[Mimedefang] greylisting and HABEAS_SWE

[WBrown at e1b.org]

mimedefang-bounces at lists.roaringpenguin.com wrote on 01/16/2004 12:37:06 
PM:

> Thanks to Lucas and Dave Skoll for that code. It was very easy to
> get it running.  But this morning I was somewhat disappointed that
> there was still a lot of spam getting through I was hoping it'd
> stop. In particular a large amount of pharma spam. Upon looking at
> it it also had headers triggering the HABEAS_SWE test resulting in
> a negative spam score.

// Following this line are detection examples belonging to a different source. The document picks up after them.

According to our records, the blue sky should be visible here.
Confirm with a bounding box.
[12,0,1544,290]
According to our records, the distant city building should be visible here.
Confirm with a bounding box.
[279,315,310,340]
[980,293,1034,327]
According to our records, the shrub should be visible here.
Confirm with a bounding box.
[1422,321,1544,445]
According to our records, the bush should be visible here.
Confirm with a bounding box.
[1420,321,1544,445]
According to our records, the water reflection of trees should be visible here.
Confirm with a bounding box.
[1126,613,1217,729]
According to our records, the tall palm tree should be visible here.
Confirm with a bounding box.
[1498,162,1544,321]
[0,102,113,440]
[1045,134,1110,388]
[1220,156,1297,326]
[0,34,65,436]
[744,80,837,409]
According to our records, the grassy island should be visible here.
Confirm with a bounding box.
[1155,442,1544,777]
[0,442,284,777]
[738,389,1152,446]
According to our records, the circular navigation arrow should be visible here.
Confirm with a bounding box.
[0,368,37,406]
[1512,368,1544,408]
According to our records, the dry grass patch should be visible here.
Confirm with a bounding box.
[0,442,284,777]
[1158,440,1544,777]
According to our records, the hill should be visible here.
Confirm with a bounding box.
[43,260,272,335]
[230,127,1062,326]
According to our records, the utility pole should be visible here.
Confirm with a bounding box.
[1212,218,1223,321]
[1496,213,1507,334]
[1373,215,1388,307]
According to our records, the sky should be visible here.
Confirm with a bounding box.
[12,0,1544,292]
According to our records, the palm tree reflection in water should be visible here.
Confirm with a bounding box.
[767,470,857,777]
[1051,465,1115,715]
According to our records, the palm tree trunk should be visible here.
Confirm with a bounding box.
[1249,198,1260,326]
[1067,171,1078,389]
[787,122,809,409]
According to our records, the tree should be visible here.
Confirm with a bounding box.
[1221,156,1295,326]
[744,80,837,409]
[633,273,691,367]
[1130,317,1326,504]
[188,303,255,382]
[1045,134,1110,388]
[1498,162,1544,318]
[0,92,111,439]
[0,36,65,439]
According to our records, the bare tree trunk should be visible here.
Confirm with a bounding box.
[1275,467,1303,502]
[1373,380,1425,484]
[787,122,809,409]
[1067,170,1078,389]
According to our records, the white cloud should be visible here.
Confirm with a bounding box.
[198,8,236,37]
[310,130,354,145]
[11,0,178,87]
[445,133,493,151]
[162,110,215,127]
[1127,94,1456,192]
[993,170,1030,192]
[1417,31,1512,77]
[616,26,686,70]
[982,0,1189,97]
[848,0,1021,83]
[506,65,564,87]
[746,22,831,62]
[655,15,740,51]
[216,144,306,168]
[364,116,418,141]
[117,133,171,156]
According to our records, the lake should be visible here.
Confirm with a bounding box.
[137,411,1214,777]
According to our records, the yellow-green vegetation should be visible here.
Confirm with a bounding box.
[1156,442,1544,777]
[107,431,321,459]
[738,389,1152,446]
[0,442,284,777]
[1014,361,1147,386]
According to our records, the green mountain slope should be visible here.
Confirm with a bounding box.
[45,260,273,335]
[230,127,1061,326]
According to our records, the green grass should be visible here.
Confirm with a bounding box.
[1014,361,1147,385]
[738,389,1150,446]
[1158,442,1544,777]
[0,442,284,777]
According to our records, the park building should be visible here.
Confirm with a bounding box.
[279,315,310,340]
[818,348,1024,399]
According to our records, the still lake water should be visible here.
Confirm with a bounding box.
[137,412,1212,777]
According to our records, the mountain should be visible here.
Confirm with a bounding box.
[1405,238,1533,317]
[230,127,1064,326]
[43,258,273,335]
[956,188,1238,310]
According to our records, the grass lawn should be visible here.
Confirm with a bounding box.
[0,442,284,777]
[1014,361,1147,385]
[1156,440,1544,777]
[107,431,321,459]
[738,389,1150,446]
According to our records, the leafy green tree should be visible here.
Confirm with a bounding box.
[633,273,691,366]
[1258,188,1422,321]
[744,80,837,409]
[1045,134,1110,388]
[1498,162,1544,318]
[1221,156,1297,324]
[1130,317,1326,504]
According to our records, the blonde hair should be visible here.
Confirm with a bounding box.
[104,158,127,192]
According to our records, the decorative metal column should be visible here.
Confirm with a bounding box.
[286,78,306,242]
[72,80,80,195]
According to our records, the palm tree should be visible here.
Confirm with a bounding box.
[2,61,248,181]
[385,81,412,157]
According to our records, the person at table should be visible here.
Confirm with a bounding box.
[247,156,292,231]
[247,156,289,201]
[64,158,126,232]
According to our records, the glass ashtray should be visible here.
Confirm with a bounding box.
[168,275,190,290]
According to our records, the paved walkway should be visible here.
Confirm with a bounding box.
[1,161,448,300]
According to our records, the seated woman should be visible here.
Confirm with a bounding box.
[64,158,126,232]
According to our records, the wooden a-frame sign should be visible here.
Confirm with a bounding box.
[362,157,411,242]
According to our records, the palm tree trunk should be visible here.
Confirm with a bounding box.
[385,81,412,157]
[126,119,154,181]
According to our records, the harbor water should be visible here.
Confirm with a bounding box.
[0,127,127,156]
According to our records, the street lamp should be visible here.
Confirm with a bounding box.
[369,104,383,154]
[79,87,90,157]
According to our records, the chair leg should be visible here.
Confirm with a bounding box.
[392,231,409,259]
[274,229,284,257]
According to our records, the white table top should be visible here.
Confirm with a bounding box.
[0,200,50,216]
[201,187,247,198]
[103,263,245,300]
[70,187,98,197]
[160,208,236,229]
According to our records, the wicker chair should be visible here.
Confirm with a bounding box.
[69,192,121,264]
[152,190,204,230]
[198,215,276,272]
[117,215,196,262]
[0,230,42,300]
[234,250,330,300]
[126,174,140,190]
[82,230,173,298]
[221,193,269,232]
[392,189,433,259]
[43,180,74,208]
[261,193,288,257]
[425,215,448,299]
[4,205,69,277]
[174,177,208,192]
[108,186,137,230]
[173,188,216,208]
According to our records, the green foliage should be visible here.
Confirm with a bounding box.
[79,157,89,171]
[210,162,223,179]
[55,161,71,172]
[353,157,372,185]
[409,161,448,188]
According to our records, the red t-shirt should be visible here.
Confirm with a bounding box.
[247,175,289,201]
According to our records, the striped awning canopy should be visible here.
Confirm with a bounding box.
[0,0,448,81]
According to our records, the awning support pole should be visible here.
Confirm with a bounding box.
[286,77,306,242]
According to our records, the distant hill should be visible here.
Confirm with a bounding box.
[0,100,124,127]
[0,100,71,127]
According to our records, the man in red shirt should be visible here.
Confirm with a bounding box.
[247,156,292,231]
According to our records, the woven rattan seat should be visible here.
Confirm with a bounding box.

Is anyone familiar with this compensation
> test and the company behind this header?  I resisted the impulse
> to just remove the test. (Yes, I know that greylisting is not related 
> to those headers in any manner) The greylisting is working for
> numerous other spams.

habeus seems to be pretty much on the up and up.  And they take abuse of 
their copyrighted material very seriously.  You should report the senders 
that are abusing their spam so they can be added to the Habeus Infringer 
List.  Make sure your SA config checks it.  They show these SA rules on 
their configuration page:

header HABEAS_SWE X-Habeas-SWE-3 =~ /like Habeas SWE \(tm\)/
describe HABEAS_SWE Sender Warranted Email, see www.habeas.com
score HABEAS_SWE -100
header HABEAS_HIL rbleval:check_rbl('hil', 'hil.habeas.com.')
describe HABEAS_HIL Sender is on www.habeas.com Habeas Infringer List
Score HABEAS_HIL 105.0 

> What I've done - and I've used this as a stop gap in several cases
> previously is that I have a "HOTLIST" test in 
/etc/mimedefang/spamassassin
> in 22_body_hot_lately.cf that scans mails for strings I see in the URLS
> associated with persistent high volume spam that is somehow sneaking
> around the other tests. All of these that were slipping through this
> morning have a distinctive string.

I added BigEvil.cf to my SA two days ago based on it's mention on this 
list.  Some of the crud that was getting through is now gone.